Honeywell Aerospace has a number of initiatives for women, especially engineers. One of the most prominent is Honeywell’s corporate sponsorship of SWE. The current President of SWE is  Honeywell Aerospace engineer, Elizabeth Bierman. As part of SWE’s Corporate Partnership Council, Honeywell shares best practices for retention and other issues.  A key takeaway is the book “Be That Engineer: Inspiration and Insight from Accomplished Women Engineers,” which features several engineers with aerospace backgrounds, including Honeywell Aerospace’s Director of Engineering Operational Excellence, Marla Peterson.

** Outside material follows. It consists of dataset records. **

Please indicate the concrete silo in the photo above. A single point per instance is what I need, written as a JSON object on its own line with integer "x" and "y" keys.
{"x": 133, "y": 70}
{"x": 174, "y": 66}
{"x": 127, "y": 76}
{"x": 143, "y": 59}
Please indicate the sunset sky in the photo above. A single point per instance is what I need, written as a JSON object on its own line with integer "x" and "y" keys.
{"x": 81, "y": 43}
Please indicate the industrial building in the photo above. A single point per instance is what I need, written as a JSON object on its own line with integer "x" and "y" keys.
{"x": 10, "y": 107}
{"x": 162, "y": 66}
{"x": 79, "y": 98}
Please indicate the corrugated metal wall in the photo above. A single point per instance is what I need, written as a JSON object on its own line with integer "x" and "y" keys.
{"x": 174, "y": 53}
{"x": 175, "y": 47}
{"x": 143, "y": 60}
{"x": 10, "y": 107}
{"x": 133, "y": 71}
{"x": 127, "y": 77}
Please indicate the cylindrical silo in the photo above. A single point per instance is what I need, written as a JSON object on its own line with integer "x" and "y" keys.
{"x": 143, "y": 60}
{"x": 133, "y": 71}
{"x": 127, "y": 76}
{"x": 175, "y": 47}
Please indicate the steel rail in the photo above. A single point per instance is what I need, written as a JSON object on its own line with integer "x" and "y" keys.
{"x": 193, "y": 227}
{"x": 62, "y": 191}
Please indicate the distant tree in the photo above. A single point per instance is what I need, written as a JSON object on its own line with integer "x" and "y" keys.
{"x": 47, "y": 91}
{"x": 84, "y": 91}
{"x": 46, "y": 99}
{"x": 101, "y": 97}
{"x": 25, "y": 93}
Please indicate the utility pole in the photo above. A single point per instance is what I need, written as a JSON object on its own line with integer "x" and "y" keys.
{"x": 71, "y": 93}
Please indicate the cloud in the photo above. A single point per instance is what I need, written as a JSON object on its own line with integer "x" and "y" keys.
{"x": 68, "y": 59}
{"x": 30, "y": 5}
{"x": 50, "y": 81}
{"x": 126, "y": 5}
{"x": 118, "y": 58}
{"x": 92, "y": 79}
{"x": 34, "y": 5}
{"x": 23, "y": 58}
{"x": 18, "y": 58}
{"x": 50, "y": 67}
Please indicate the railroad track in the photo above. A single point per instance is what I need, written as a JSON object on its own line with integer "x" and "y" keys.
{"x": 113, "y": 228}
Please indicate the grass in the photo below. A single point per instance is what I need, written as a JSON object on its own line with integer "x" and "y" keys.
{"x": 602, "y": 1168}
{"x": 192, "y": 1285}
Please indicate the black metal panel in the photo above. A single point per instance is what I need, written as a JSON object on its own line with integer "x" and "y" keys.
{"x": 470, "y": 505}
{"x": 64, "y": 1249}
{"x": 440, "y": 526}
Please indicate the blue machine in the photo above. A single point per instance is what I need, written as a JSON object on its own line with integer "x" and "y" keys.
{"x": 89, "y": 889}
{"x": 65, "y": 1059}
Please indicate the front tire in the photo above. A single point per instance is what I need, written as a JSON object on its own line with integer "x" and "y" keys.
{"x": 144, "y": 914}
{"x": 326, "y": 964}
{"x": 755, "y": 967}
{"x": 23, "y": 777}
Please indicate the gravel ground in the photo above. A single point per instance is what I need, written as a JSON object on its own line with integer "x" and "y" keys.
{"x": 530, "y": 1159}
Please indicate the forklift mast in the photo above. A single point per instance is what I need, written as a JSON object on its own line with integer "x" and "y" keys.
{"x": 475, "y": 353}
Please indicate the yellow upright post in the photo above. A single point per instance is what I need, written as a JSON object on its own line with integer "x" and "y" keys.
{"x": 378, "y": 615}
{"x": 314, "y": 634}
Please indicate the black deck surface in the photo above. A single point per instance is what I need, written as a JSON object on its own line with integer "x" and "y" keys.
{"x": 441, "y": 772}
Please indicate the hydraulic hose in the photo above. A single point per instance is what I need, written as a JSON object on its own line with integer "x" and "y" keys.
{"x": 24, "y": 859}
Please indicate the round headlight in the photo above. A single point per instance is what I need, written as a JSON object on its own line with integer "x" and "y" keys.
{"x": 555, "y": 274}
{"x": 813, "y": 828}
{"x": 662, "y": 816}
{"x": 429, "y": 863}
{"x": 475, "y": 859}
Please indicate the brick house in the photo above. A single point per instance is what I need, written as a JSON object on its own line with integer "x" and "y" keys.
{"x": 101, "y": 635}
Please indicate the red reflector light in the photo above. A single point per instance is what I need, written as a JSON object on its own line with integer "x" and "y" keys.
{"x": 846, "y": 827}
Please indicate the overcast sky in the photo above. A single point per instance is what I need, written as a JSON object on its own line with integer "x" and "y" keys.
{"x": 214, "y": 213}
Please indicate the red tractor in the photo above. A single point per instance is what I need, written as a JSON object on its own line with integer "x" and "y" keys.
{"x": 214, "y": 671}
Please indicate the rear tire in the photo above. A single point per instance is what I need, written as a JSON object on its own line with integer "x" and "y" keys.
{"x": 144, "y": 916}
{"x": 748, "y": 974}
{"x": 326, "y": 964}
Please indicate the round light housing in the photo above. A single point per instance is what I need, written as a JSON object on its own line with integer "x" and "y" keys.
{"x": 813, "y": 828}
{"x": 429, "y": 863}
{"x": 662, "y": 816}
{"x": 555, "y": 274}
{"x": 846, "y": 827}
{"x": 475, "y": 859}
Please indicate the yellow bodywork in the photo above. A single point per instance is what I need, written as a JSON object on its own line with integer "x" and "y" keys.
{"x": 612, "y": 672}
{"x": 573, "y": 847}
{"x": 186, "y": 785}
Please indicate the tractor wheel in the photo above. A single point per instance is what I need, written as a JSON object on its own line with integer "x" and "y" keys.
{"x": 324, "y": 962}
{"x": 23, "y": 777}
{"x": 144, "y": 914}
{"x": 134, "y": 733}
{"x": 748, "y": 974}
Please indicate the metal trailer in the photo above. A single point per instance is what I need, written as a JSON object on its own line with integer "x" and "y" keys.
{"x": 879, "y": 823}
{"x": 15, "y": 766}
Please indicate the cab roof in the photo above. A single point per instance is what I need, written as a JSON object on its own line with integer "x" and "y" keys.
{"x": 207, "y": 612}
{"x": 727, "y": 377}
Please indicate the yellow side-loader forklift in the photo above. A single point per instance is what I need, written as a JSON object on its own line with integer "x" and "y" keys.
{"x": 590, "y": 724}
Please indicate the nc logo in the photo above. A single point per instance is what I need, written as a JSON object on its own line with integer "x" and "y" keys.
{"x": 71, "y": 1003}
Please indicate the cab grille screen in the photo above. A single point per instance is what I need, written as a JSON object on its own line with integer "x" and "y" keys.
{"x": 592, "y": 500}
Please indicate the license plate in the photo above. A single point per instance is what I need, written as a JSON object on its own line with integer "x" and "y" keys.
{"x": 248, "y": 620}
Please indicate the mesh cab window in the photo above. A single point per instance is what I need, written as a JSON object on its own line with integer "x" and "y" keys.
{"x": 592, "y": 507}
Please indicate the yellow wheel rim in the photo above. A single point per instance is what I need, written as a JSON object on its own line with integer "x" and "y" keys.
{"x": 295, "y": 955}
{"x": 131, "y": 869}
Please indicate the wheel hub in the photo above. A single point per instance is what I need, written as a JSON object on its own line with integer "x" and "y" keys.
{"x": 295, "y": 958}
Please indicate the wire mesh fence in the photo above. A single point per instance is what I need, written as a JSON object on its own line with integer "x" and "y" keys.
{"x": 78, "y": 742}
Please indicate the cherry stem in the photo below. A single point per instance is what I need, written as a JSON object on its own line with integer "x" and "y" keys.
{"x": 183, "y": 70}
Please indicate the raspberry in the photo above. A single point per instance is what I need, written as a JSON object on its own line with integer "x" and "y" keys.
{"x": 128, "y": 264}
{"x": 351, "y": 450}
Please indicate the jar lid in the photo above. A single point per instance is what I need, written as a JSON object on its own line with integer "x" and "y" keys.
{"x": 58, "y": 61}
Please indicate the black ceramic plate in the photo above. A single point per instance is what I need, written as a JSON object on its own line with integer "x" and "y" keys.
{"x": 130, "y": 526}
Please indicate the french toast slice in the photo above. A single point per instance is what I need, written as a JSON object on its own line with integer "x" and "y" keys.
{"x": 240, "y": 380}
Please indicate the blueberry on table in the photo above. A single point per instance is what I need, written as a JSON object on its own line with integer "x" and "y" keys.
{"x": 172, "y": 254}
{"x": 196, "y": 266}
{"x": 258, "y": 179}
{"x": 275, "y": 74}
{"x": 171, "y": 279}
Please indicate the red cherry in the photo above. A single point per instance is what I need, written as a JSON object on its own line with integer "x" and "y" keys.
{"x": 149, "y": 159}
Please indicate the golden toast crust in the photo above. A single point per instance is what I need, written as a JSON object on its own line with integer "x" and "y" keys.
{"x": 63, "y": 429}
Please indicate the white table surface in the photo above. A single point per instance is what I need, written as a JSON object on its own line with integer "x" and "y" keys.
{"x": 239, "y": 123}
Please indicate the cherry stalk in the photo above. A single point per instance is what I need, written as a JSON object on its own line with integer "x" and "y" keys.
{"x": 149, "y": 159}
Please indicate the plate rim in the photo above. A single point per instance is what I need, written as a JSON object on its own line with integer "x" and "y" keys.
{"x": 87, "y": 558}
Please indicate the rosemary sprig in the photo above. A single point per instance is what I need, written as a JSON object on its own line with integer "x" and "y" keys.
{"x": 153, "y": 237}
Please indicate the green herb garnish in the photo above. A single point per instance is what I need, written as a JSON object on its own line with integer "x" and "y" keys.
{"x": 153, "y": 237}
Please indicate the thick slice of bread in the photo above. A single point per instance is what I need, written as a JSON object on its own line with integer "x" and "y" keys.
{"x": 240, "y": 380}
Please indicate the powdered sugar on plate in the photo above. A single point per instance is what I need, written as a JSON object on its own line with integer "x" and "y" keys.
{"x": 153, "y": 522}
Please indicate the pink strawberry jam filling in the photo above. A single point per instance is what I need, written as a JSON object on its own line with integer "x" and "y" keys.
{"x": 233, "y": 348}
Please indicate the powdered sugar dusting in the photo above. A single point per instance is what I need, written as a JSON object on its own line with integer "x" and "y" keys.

Honeywell Aerospace engineer and SWE president Elizabeth Bierman with City of Phoenix Councilwoman Thelda Williams and Honeywell Aerospace VP and General Counsel Harriet Mountcastle-Walsh


Our company also launched an Aerospace Women’s Council in 2014.The council’s mission is to foster professional and leadership development through cross-organizational engagement in events and activities that support Honeywell Aerospace business objectives.


Being the change…

As SWE and Honeywell’s Elizabeth Berman said on NPR in 2014, “companies looking to retain both women and men should improve their work-life balance policies.” SWE awards a Work-Life Integration Award to “an individual who has worked to create programs that help women engineers and other employees balance the commitments of career, life and family.” As a veteran of the aerospace industry, it is encouraging to see positive change and progress.

Esther Massimini

Esther Massimini

Esther Massimini is a Principal Engineer in the Flight Management Systems Center of Excellence with Honeywell Aerospace. She has been with Honeywell for over 29 years and also has worked in the Software Center of Excellence and Computer-Aided Engineering. Before joining Honeywell, she was a Senior Engineer at Motorola and served as an officer in the U.S. Air Force. Esther has a master’s degree in Operations Research from the George Washington University (GWU) School of Engineering and Applied Science, and also holds a certificate in Program Management from GWU’s School of Business. Her undergraduate degree is from Oberlin College, where she majored in Mathematics and History. She is a member of the Society of Women Engineers and the Institute of Electrical and Electronics Engineers. She is also Green Belt and Design for Six Sigma certified.